“There is nothing illegal about having a picture.” Indeed. But speaking strictly for myself, I don’t hang pictures of people I detest in my home. Is not the presence of the picture evidence of admiration for a man whose view of Islam — we are all supposed to believe — is repudiated and despised by the vast majority of Muslims in America?
“Homes tied to charity searched,” by Paul Egan in The Detroit News (thanks to Dave):
Federal agents searched the homes of two men connected with an Islamic charity that was raided in Dearborn last month, records filed in federal court in Detroit show.

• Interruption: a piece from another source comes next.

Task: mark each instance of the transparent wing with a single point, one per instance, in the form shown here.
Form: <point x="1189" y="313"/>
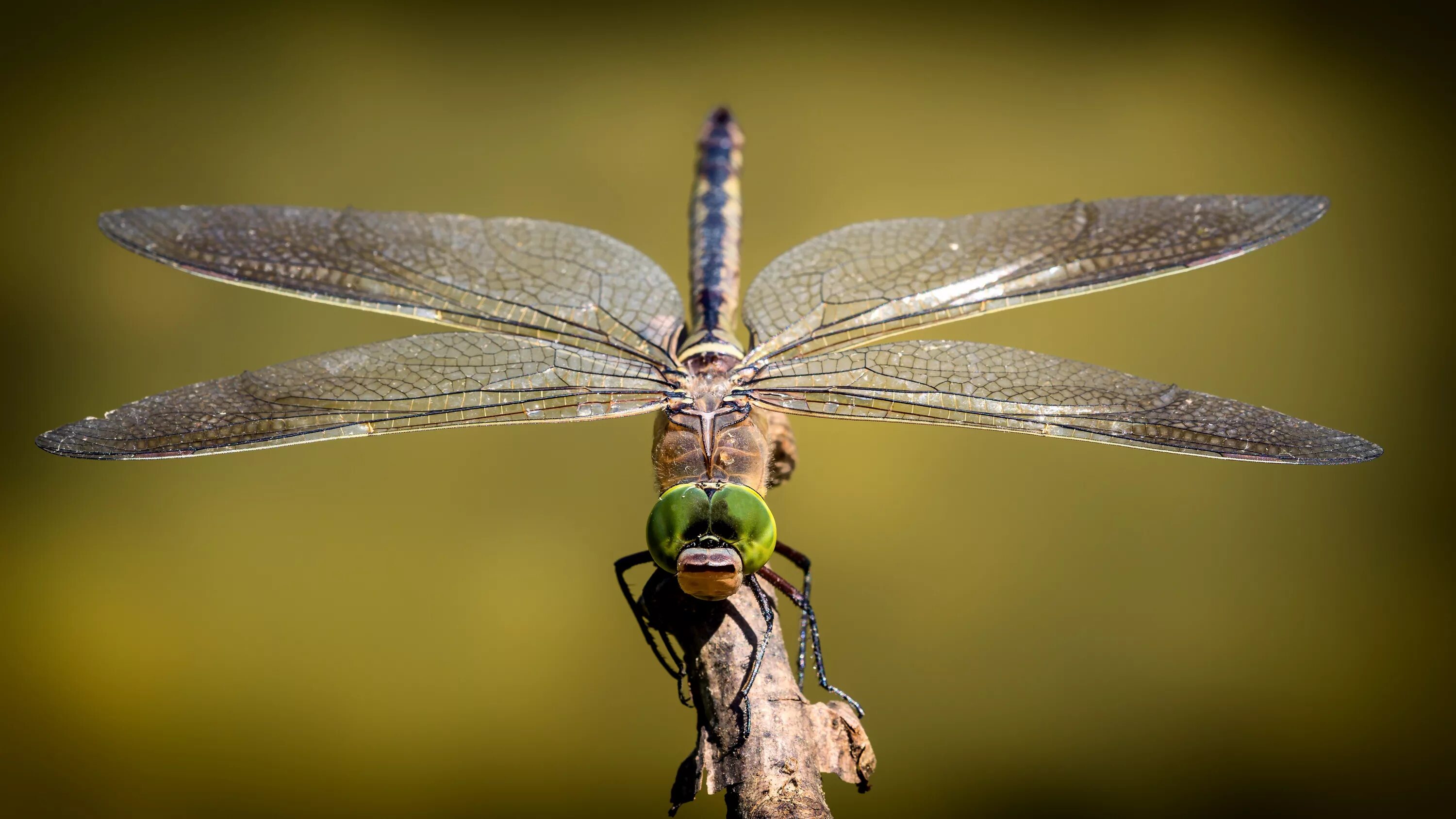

Donation boxes and money accounted for much of what was seized in the July 24 raids on the Goodwill Charitable Organization and Al-Mabarrat — two charities with suspected ties to Hezbollah.
Other items seized in the raids include a portrait of the late Iranian leader Ayatollah Khomeini, taken from the Dearborn Heights home of Mike Safiedine, who is listed on some records as the president of the Goodwill Charitable Organization
Agents shut down the Goodwill Charitable Organization on West Warren Avenue after the U.S. Treasury Department declared the charity a Hezbollah front earlier that day. Treasury has made no such declaration about Al-Mabarrat, and it remains open despite the raid.
Nobody has been arrested or charged in connection with either investigation. While the FBI has said the two raids were not necessarily linked, both Goodwill, which has no connection with Goodwill Industries of Greater Detroit, and Al-Mabarrat are described as supporting orphans in southern Lebanon.
The U.S. Attorney’s Office in Detroit said in a recent court filing that supporting orphans is sometimes a euphemism for supporting the families of suicide bombers.
The other home the FBI searched was the Dearborn residence of Ahmad Ali Ghosn, 42. His connection to the Goodwill Charitable Organization was not clear Friday, but FBI Assistant Special Agent in Charge William Kowalski said July 24 the warrants executed, other than those on the charities themselves, related to the investigation of Goodwill rather than Al-Mabarrat….
It’s not uncommon for Shia Muslims to have portraits in their homes of religious leaders such as Khomeini or other imams, said Imam Muhammad Ali Elahi of the Islamic House of Wisdom in Dearborn Heights.
“There is nothing illegal about having a picture,” he said.